LLMs in social services: How does chatbot accuracy affect human accuracy?
High-accuracy AI suggestions improved human performance, but incorrect answers caused a two-thirds drop in accuracy on easy questions.
A new study from researchers at Stanford and Cornell, led by Jennah Gosciak, investigates a critical real-world question: how do AI chatbot suggestions affect the accuracy of human experts? The team focused on social service caseworkers who navigate complex programs like SNAP (food stamps). They built a rigorous 770-question benchmark of difficult, realistic eligibility scenarios and conducted a randomized experiment with caseworkers from Los Angeles nonprofits.

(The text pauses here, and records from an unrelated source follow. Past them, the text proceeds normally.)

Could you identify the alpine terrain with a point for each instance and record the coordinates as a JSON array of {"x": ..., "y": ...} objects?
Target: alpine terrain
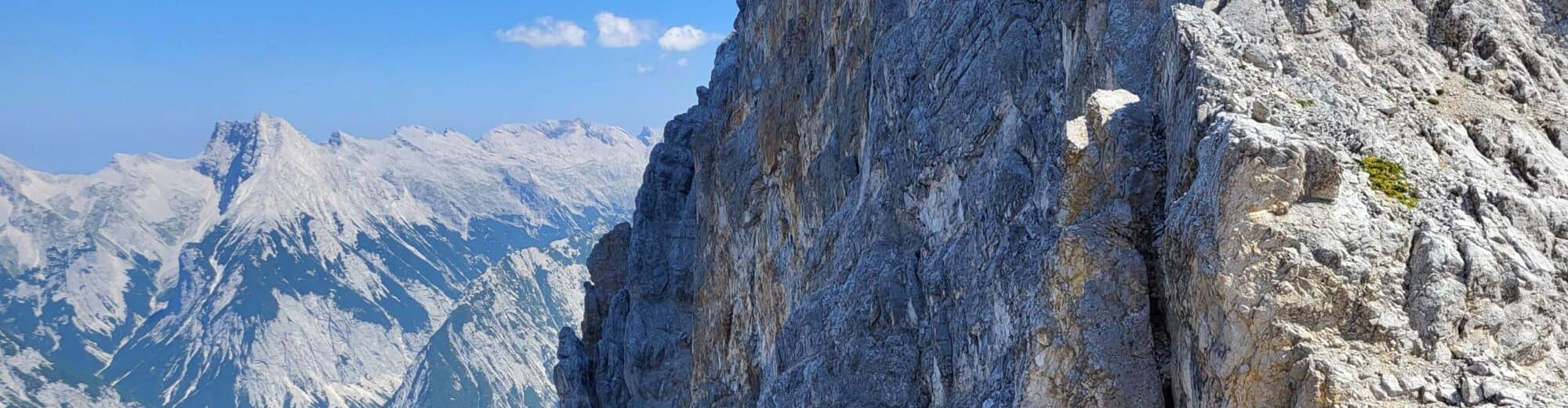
[
  {"x": 277, "y": 272},
  {"x": 1100, "y": 203}
]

Caseworkers without AI assistance had a baseline accuracy of 49%. When provided with high-quality chatbot suggestions (96-100% accurate), their performance soared by 27 percentage points. However, the study uncovered a major risk: incorrect AI suggestions caused a dramatic two-thirds reduction in caseworker accuracy on questions the control group handled well. The research also identified an 'AI underreliance plateau,' where human performance levels off despite further improvements in AI accuracy, highlighting that perfect AI doesn't guarantee perfect human-AI team outcomes.

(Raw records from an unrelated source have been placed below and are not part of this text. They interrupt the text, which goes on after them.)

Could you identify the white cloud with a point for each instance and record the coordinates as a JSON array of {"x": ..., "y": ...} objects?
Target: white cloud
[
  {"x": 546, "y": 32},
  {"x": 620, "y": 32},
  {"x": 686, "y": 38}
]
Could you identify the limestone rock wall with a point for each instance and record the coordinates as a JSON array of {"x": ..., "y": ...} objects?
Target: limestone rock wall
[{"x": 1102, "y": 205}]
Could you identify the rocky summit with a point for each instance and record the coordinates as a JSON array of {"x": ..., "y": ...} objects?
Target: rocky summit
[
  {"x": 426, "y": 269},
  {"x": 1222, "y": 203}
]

This work moves beyond standard AI benchmarks to measure the combined system of 'human-in-the-loop.' The findings have immediate implications for deploying LLMs in high-stakes domains like healthcare, legal aid, and government services, where an AI's error can directly amplify human error. The study underscores that evaluating AI tools requires testing them with their intended users in realistic scenarios.

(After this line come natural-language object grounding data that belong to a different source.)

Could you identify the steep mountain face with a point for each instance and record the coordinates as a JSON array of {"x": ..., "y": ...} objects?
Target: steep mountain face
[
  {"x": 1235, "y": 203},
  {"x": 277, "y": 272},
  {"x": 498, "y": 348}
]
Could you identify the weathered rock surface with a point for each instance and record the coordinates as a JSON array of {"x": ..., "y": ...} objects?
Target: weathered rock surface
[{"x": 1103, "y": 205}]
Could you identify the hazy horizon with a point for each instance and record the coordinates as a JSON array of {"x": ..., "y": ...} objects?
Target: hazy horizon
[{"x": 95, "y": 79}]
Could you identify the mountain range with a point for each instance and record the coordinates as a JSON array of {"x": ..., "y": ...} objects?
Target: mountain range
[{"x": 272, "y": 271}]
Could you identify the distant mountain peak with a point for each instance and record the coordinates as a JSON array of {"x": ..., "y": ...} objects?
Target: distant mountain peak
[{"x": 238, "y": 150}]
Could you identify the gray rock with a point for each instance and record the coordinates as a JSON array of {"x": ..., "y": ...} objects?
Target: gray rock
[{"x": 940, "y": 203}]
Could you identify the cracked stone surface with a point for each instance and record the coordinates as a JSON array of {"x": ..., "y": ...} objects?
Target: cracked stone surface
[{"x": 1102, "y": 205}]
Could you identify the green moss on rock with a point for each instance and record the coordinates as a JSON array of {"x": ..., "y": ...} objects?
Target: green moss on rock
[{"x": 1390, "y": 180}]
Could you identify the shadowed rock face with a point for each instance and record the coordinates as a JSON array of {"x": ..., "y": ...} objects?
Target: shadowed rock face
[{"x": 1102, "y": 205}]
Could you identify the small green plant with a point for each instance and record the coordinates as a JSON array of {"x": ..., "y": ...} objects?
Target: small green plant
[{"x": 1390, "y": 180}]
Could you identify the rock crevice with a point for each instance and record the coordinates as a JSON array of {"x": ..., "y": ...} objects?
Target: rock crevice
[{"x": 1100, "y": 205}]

- High-accuracy AI (96-100%) boosted caseworker performance by 27 percentage points from a 49% baseline.
- Incorrect AI suggestions caused a two-thirds reduction in human accuracy on easy questions.
- Researchers identified an 'AI underreliance plateau' where human performance stops improving despite better AI.
Why It Matters
For deploying AI in critical services, the quality of suggestions is paramount, as bad AI can be worse than no AI at all.